The evaporation system, also called EVAP on an automotive vehicle, traps and captures hydrocarbon vapors in the fuel system, which is related to emission control. The EVAP system recovers gas tank vented vapors, along with excess vapors expelled during engine running and refueling. If the hydrocarbon vapors do not remain contained and recycled, they can leak to the atmosphere, contributing to ozone pollution. A smog check, or emission control inspection, along with a code scanner, can determine a small or large EVAP system leak. A vehicle owner can use a smoke machine to pin-point the exact location of the leak and make the repair himself.
Things You'll Need
Code scanner (optional)
Trouble code book (optional)
Take your vehicle to a certified auto repair facility and have a technician hook up a code scanner to your vehicle. He will confirm that you have an EVAP emission control leak by looking up the trouble code. You can rent a code scanner from an auto parts store and perform your own scanner check. Hook up the code scanner to the universal jack under the dashboard and start the engine. If you find a trouble code displayed on the screen, write it down and look up the number in a trouble code book.
Place the vehicle transmission in "Park" for an automatic, and "Neutral" for a standard. Apply the emergency brake and raise the hood. Use a floor jack to lift the vehicle at both ends and place two jack stands under the front chassis frame, and two more under the rear frame. Slide under the vehicle, and check the fuel vapor vent hose that exits the fuel tank and runs along the chassis to the engine. The hose should have no cracks or sharp bends in it. Check the mounting bracket locations for scuffing or chaffing.

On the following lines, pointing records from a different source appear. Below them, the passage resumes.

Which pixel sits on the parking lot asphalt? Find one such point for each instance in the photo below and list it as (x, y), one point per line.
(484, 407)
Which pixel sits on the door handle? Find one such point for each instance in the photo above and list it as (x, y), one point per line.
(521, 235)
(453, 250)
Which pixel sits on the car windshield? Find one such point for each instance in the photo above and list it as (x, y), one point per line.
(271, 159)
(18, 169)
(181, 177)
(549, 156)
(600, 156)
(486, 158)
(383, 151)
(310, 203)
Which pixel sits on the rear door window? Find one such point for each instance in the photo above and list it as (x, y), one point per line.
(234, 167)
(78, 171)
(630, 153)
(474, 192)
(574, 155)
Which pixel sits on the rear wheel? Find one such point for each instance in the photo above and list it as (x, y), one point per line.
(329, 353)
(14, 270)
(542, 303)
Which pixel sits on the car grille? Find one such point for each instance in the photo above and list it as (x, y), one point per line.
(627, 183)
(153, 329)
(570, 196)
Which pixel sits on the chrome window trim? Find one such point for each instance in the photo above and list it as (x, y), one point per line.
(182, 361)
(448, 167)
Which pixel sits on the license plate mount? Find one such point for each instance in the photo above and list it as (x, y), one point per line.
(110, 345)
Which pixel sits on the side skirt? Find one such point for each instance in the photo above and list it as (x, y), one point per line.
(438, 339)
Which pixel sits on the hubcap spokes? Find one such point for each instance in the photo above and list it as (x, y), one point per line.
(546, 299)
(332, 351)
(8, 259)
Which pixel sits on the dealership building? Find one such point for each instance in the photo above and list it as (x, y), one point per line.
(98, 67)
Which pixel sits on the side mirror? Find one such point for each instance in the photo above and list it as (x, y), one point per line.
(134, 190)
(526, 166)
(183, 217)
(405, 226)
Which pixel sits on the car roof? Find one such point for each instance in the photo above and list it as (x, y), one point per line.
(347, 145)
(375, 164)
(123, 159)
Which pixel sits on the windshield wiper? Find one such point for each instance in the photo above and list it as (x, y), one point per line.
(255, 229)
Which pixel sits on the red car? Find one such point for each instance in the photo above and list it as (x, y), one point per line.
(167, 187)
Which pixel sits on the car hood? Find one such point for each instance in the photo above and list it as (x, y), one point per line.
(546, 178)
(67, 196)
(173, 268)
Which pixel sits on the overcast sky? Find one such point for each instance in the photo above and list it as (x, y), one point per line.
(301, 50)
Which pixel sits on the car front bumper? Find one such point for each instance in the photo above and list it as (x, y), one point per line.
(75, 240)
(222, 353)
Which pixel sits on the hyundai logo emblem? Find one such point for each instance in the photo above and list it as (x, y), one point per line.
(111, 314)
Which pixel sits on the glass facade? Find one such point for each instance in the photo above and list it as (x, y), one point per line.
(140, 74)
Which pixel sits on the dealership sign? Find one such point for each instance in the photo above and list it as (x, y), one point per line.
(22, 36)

Refer to your owner's repair manual for the location of your EVAP system inside the engine compartment. Look for the charcoal canister, vent cap, vent solenoid, purge flow valve and EGR valve. Find the two small plastic lines that form a double port and attach near the vent cap. Remove the double port valve by pulling it off the nipples, which will leave two small holes in the port body. Attach an adapter cone, with hose, from a smoke machine to the top port hole, which should be the vacuum or intake manifold line.
Wedge a screwdriver in the throttle linkage to keep the throttle open. Turn on the smoke machine and let it pressurize the system for 2 to 3 minutes. If you see smoke coming out of the cold air intake hose, it means the system has pressurized. Use a strong flashlight to look at all the hoses, both large and thin, connected to the intake side of the emission control system. Check for small streams of white smoke coming from the hose connections and cracks in the hose. Once you find a leak, mark the hose with a piece of masking tape, so you can replace the hose.
Turn off the smoke machine and place the adapter cone into the lower double port hole. Turn the machine on and let the system pressurize. The lower port line will lead to the charcoal canister, so look for leaks in the line going to it and the connection points. Ignore the small amount of smoke emanating from the top of the vent cap -- this will be normal. Check high and low, all hoses, lines and connections. Tape any leaking hose with masking tape to identify the source of the leak. When finished, remove the smoke machine adaptor and hose and replug the double port back into the nipple connection.
Tips & Warnings
Many fuel tanks operate on as little as 2 psi pressure; always make sure the gas cap is fully tightened, to keep fuel vapors from escaping. A loose fuel cap can also trigger a trouble light, relative to the EVAP emission control system.